Thanks for the clarification. I have been thinking of parallelizing my workflow because I would need to do pairwise comparison between different condition samples with different control samples, but I recently learned that BinDetect can actually process more than 2 files.

So my next question is: if I were to do this using this snakemake pipeline, how would I go about doing that? Just input say:

Conditions: [data/conditionA.bam, data/conditionB.bam, data/conditionC.bam, data/conditionD.bam]
Controls: [data/controlA.bam, data/controlB.bam, data/controlC.bam, data/controlD.bam] 

like that? If yes, is there a way to finetune the pairwise matching or does this use snakemake wildcards under the hood so it's not easy to finetune it?

By finetuning I meant guiding the pairwise comparison so that it only does it it a certain way; in my case, I am only interested in the combination of condA - controlA, condA - controlB, condC - controlC, etc, (intergroup comparison), not condA - condB, condB - condC, or controlA - controlC, controlA - controlD (intragroup comparison).
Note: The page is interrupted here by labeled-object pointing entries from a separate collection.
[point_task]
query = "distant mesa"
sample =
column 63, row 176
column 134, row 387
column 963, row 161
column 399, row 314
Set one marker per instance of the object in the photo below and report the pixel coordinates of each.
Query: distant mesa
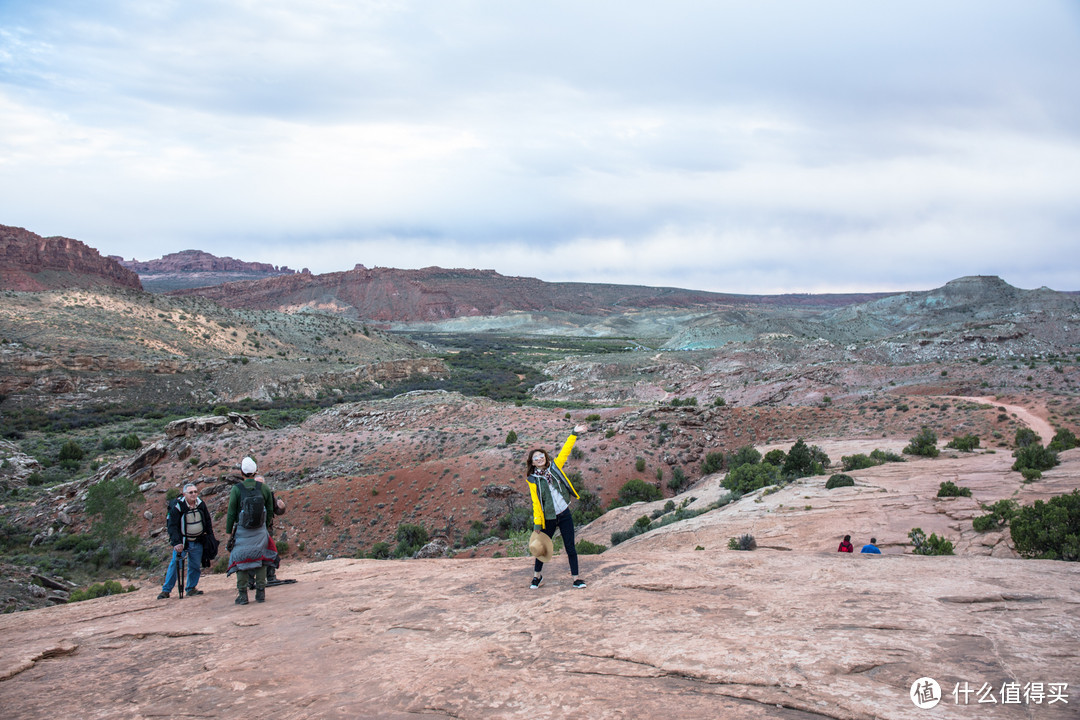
column 29, row 262
column 189, row 269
Just wondering if this is possible with the current implementation or if I need to think of another strategy.

msbentsen commented 1 year ago

In order to compare all conditions with all controls, you would need to set these as individual conditions in the config file, e.g.:

conditionA:  [data/conditionA.bam]
conditionB: [data/conditionB.bam]   # or [data/conditionB_rep1.bam, data/conditionB_rep2.bam] in case of more files
(...)
controlA: [data/controlA.bam]
(...)

You can unfortunately not choose which pairwise comparisons are created during the run, but you can always do your own filtering afterwards to only show the contrasts of interest.

sufyazi commented 1 year ago

Thank you. That makes sense! Closing this now.